Il caso di Kataleya, la bambina scomparsa il 10 Giugno a Firenze, accende l’attenzione sulle occupazioni abusive e sulla difficoltà in cui versano i disperati che – commettendo un reato (l’occupazione non legale di uno spazio privato) – cercano unicamente di vedere rispettato il proprio diritto alla casa provando a tutelare maldestramente se stessi e i soggetti fragili (minori, anziani, disabili) che spesso fanno parte del proprio nucleo familiare. Pare infatti che nell’hotel Astor, diventato una sacca di illegalità sottratta al lavoro delle forze dell’ordine, i bambini oltre a Kata fossero ben cinquanta.
Le occupazioni abusive sono un reato. Ma celano il dramma della disperazione
Il caso di cronaca in sé, per quanto ci tenga con il fiato sospeso e con la speranza sempre più flebile di trovare la bambina viva e in buone condizioni, è la cartina di tornasole di un sistema malsano in cui non solo le amministrazioni ma anche il governo centrale dovrebbe fare la propria parte oltre a urlare allo scandalo e mettere in atto la consueta pratica dello scaricabarile.
Le occupazioni abusive spesso associate al fenomeno migratorio, anche questo nella sua declinazione illegale, in realtà vede molte famiglie italianissime che – se anche solo qualche anno fa riuscivano faticosamente a sostenere gli onerosi costi della vita, incluso quello della soluzione abitativa – oggi si ritrovano, complice l’inflazione schizzata alle stelle e l’assenza di aiuti governativi, a dover ricorrere a soluzioni di fortuna, come quella di occupare case consegnandosi ai racket locali che lucrano sulla disperazione delle famiglie nel silenzio della politica.

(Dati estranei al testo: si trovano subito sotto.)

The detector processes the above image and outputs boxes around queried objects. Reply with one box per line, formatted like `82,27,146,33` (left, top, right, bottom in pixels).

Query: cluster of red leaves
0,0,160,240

Gli occupanti infatti, come dimostrano testimonianze raccolte in queste settimane di intenso lavoro degli inquirenti, corrispondevano somme significative (seicento euro pare essere la quota per una stanza) ai boss della zona che commettendo effrazione e spartendosi il “traffico” degli inquilini si sono arricchiti in questi lunghi anni. Ma com’è possibile che si sia arrivati a tutto questo? Quello dell’Astor non è un caso isolato e in Italia le strutture occupate abusivamente si estendono a macchia d’olio, molte di queste emergono e attirano l’opinione pubblica proprio come accaduto per Kata: quando c’è un caso di cronaca.
Il paradosso tutto italiano è infatti costituito dalla presenza di case vuote afferenti al settore dell’edilizia popolare e persone bisognose senza un tetto sulla testa. È evidente che quelle stesse case per poter risultare idonee ed essere consegnate necessitino di interventi di manutenzione che le rendano fruibili immettendole di conseguenza nel circuito delle assegnazioni secondo graduatorie. Ma tali interventi sono solo un miraggio ed è più facile per la politica territoriale e governativa giocare a chi si indigna di più sulla pelle di chi non riesce a vivere come Costituzione vorrebbe, ovvero nel pieno rispetto e riconoscimento dei propri diritti.
Le responsabilità non sono attribuibili solo al governo Meloni che però non ha dato segnali di discontinuità con il passato
Così, anche le procure che vorrebbero fare il proprio lavoro passando alla fase esecutiva delle ordinanze di sgombero si vedono costrette a dover congelare l’operazione in assenza di soluzioni abitative alternative per gli abusivi che – ricordiamo, certamente commettono un reato – non hanno alcuna colpa se lo Stato li abbandona a loro stessi. Non è possibile attribuire unicamente al governo Meloni la responsabilità di questa situazione che da anni interessa il Paese, ma certamente non c’è stata alcuna discontinuità con il passato nonostante i proclami elettorali da propaganda a cui ci ha abituato e che continua a proporci ignorando che il centrodestra non siede più tra i banchi dell’opposizione.
Non rifinanziando il fondo per gli affitti e non introducendo misure che aiutino a contenere la contrazione drammatica del potere di acquisto, c’è il rischio che in previsione il fenomeno delle occupazioni cresca perché dinanzi alla disperazione tutto è possibile. Allora, una cosa che il governo potrebbe fare per provare ad arginare il triste fenomeno dell’abusivismo abitativo, è mettere a punto una mappatura delle realtà territoriali più disagiate e – attraverso dei tavoli che vedano le istituzioni a tutti i livelli coinvolte – scegliere le modalità, con l’aiuto di tecnici, per intervenire tutelando le persone che lì vivono. Il tutto è possibile farlo solo con un piano di investimenti mirato e non con le parole urlate che hanno lo stessa violenza della ruspa di salviniana memoria.